Scattered among the levels are cantilever balcony decks protruding straight out from the structure of the building. No support brackets or elements are needed for these precast slabs due to the design, therefore providing the visual of a floating deck. The severe contrast of the two colors helps deliver the architect's design intent.
The result of the refined material palette and texture of the pattern used is one of the unique features of the building. The custom formwork makes the surface appear as if it is changing throughout the day due to the shadow with the sun. Depending on the angle, the layout gives off an impression where sections appear as different shades of a black concrete mix, when in fact, it’s not.
5th and Race
The new mixed-use structure at 5th & Race Street in Cincinnati, Ohio, gives visitors the impression that they can see right through the building. Designers of the 280,000 ft² facility, elegantly merged broad windows and precast concrete panels to create a light and elegant building that reflects the blue sky during the day, and golden street lights at night, while giving residents a strong, open space for their offices and retail.
The building, titled 84.51° Centre, includes a 1000-space, four-story parking garage at the base topped by four stories of commercial space. Precast concrete was chosen to achieve the owners’ durability, accelerated timeline, and aesthetic goals, says Glenn Ebersole, P.E., Market Development Manager of High Concrete Group, the precaster on the project. “By using architectural precast panels we were able to provide the dark color and avoid the repetitiveness of patterns while limiting erection time.” The dark color of the precast concrete was created by combining black granite coarse aggregate with black sand in the mix. The panels were acid etched to provide a soft texture, sometimes referred to as sugar cube texture. The acid etch finish also enables the sand to sparkle in the sun, providing glints of light and visual interest to passersby.

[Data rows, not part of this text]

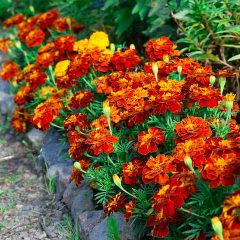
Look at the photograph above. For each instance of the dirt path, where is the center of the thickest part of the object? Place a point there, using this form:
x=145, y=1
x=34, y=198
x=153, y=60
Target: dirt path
x=27, y=210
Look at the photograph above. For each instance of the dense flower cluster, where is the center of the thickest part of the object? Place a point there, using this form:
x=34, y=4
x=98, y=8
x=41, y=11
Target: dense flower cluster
x=154, y=135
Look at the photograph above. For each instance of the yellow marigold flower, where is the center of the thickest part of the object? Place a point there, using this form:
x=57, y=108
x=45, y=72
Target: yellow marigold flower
x=61, y=68
x=99, y=39
x=80, y=46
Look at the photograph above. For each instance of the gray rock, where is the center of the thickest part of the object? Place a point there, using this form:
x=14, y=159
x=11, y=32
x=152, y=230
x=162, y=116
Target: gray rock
x=72, y=191
x=83, y=201
x=61, y=172
x=36, y=137
x=53, y=150
x=87, y=221
x=125, y=229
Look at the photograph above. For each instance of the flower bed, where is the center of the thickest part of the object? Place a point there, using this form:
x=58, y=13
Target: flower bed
x=154, y=135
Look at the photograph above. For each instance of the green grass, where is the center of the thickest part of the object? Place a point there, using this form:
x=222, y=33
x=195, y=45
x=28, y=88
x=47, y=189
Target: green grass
x=68, y=230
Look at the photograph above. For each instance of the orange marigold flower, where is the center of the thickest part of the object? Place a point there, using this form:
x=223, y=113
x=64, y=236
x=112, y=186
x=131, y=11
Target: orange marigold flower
x=47, y=19
x=192, y=127
x=36, y=78
x=125, y=60
x=76, y=120
x=156, y=49
x=221, y=169
x=148, y=141
x=129, y=207
x=156, y=169
x=23, y=95
x=101, y=141
x=81, y=99
x=45, y=59
x=76, y=175
x=20, y=119
x=65, y=43
x=14, y=20
x=205, y=96
x=114, y=204
x=46, y=112
x=9, y=71
x=132, y=170
x=35, y=38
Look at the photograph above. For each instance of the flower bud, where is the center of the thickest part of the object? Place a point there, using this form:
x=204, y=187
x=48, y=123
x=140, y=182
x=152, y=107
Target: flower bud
x=166, y=58
x=155, y=71
x=212, y=80
x=132, y=46
x=217, y=227
x=112, y=47
x=117, y=180
x=179, y=69
x=222, y=82
x=77, y=165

“The use of precast to provide ventilation on the garage level helps camouflage the fact that the lower levels of the building are a garage and it creates a unified facade,” says Michael Zensen, Associate Vice President, CannonDesign, one of the judges of the 2016 PCI Awards committee. The horizontal reveal pattern provided the desired modern, industrial look, and random non-symmetrical window openings combined with reveal accents added visual interest.
500 Pearl Street Parking Garage
Perched up above a seemly 6-story precast podium parking garage stands a hotel and apartments that rely on the durability of precast to provide key functionality to the structure. While the garage is an open design for natural ventilation, the designers observe a balance using large wall panels with a square reveal to create the visual of sectioned windows on a standard building. Being able to factor in the finished material by augmenting another material elevated off the precast panels was a benefit to using precast concrete on this project to create the feel of a cohesive building and not a parking garage.
The precast columns stream down through the 380 car parking garage into the ground level to structurally support the garage as well as the steel structure placed above the garage. The structural capacity and durability precast brings are essential to the harsh weather climate that this structure will come into play with.
The first level of structural elements complements the functionality of the building ground level by acting as a ceiling that completely seals an operational facilities portion of the hotel and several retail/food services tenants. A waterproof sealant was applied to the structural elements on the first precast level to keep the moisture out.